A Properly Unhaunted Place by William Alexander, illustrated by Kelly Murphy.
Margaret K. McElderry Books, Simon and Schuster, New York, 2017, my paperback edition 2018.
MG fantasy, 184 pages plus excerpt.
Lexile: 640L .
AR Level: 4.6 (worth 5.0 points) .
Rosa Diaz has been training her whole life to one day be a librarian specializing in ghost appeasement, so she’s disgusted when her mother moves them to the only unhaunted place in the world. Jasper Chevalier has always lived in Ingot and never seen a ghost, so when one appears his world turns upside down. Can these unlikely friends solve the mystery of their oddly unhaunted hometown before it turns on them?

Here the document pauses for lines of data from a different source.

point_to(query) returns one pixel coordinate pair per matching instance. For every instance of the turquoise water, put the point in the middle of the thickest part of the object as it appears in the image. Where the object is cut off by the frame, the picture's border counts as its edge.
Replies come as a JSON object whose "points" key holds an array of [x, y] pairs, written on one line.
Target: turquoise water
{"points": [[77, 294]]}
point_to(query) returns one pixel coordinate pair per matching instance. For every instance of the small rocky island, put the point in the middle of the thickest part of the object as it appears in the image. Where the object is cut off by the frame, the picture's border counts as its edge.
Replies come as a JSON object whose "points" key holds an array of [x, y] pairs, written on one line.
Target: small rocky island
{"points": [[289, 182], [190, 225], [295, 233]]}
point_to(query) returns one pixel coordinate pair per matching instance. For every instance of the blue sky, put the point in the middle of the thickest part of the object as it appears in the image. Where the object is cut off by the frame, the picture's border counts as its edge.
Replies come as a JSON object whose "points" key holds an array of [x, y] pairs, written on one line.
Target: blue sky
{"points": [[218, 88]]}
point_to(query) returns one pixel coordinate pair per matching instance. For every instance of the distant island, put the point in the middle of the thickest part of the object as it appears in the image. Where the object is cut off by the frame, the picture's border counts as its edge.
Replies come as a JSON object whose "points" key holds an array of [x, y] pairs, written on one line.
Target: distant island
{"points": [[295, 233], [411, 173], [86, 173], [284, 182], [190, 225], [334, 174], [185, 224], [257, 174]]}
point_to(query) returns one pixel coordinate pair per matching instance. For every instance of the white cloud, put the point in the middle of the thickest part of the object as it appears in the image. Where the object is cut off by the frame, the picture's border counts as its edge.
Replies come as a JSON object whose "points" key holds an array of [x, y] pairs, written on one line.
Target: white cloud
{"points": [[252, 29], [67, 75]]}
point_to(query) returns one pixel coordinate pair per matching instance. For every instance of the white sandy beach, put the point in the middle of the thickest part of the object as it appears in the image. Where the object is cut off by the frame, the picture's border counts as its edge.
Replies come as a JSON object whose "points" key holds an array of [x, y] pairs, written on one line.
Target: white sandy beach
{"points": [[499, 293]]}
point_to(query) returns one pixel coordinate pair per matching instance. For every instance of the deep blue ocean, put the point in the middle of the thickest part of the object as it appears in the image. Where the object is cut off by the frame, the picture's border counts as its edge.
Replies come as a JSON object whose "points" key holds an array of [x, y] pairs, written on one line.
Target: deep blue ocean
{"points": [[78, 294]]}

The mythology and worldbuilding of this is extensive. Alexander has imagined an entire alternate universe where ghosts are a normal part of everyday life and always have been, outside of Ingot, at least. The way he uses Ingot to introduce us to this world is clever – Jasper gasps at everything and Rosa is constantly annoyed or saddened by the small differences between Ingot and the properly haunted places that she’s used to living. This then gives Alexander a reason to constantly be telling us all those little details that build up into a coherent alternate world.
Both kids have unique family situations. As the only child of two founders, Jasper is the lead of the ren faire kid pack. Rosa is something that doesn’t quite exist in our world, perhaps a cross of homeschooled and army brat? She’s comfortable with every kind of ghost, but less familiar with people. Her knowledge is excellent but scattered, based on the books she’s been reading and had interest in. As the child of appeasement librarians, she has always lived in libraries and had a much different upbringing than Jasper.
Another refreshing aspect of this book is that both leads are POC. Rosa is Latina. Jasper’s father is Black although partway through the book we learn that his mother is white, making this a rare book with a biracial MC that is not about being biracial. There are white characters too, but our heroes are primarily of color.
I’ve wondered about this author; he’s known for writing middle grade speculative fiction duologies with non-white heroes before that was trendy. His biography states that he is Cuban-American.
Normally novels in two voices are not my favorite – it’s simply too hard to have balance between the main characters. But Alexander not only strikes a good balance between the two, he also does well writing both genders. I’m very taken with his ability to simultaneously craft a believable fantasy world, memorable cast of characters, and interesting plot. Having read this twice already (as is my custom with almost all fiction reviewed on this blog), I am actually wishing I had time for a third reread just to examine the technical aspects of Alexander’s writing.
The ghosts were well done also – the perfect blend of spooky and interesting, without being too much for middle grade. Their reasoning for wanting in to Ingot, as well as the backstory behind the town, was fascinating and well spun out over the course of the story. The plot was very tight. Knowing that there was a sequel, I expected a bit more of a cliff-hanger at the end, but the story reached a natural conclusion without too many loose threads.
I enjoyed this book, but it read more like a standalone than the start of a series. The main problems were mostly neatly wrapped up by the end of the book. There was only one point left unresolved and that doesn’t seem like something that would fill a whole novel alone. Since I know Alexander has already published a sequel, I’m curious to see how it will stand up to this one. But whether read alone or not, this was an enjoyable story with two non-white leads and a nicely detailed world. Recommended.